Dann gibt’s da noch den oder die ukrainische/n Interpreten/Interpretin Verka Serduchka, der/die/das mit "Dancing Lasha Tumbai" antritt. Das Ganze mit Alien-Gedankenlese-Abwehr-Hut aus Alufolie und einem hochgradig lyrischen Text, was insgesamt stark an Stefan Raabs "Wadde hadde dude da" erinnert, bloß dass dieses Mal vollständige deutsch- und anderssprachige Wörter (meist die Zahlen eins, zwei und sieben, ab und an auch noch die Drei) gebildet werden. Kostprobe gibt’s hier. Auf seiner eigenen Website bezeichnet er/sie/es sich übrigens treffenderweise als MegaStar.

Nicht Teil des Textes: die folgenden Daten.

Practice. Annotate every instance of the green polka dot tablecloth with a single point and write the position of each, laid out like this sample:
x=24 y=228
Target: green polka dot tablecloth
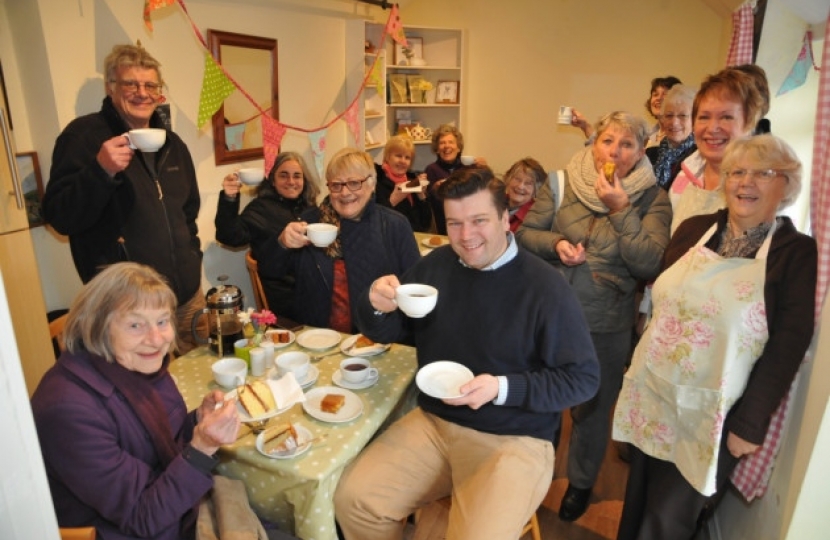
x=298 y=493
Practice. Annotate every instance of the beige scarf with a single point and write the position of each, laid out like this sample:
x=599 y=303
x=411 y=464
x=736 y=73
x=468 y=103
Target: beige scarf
x=582 y=176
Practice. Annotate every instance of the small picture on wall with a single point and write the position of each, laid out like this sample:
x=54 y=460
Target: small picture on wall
x=447 y=92
x=32 y=182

Überhaupt – seitdem die Nummer mit dem Transvestiten einmal funktioniert hat – und damit meine ich nicht Daniel Küblböck - wird’s ja immer wieder gerne versucht. Dieses Jahr sogar gleich mindestens zweimal - der Sänger des dänischen Titels könnte direkt aus dem Lady-Marmelade-Video von Pink & Co gebeamt worden sein, die schwedischen Protagonisten kommen augenscheinlich direkt aus Frank'n'Furters Transsilvanien, singen aber leider nicht annähernd so gut.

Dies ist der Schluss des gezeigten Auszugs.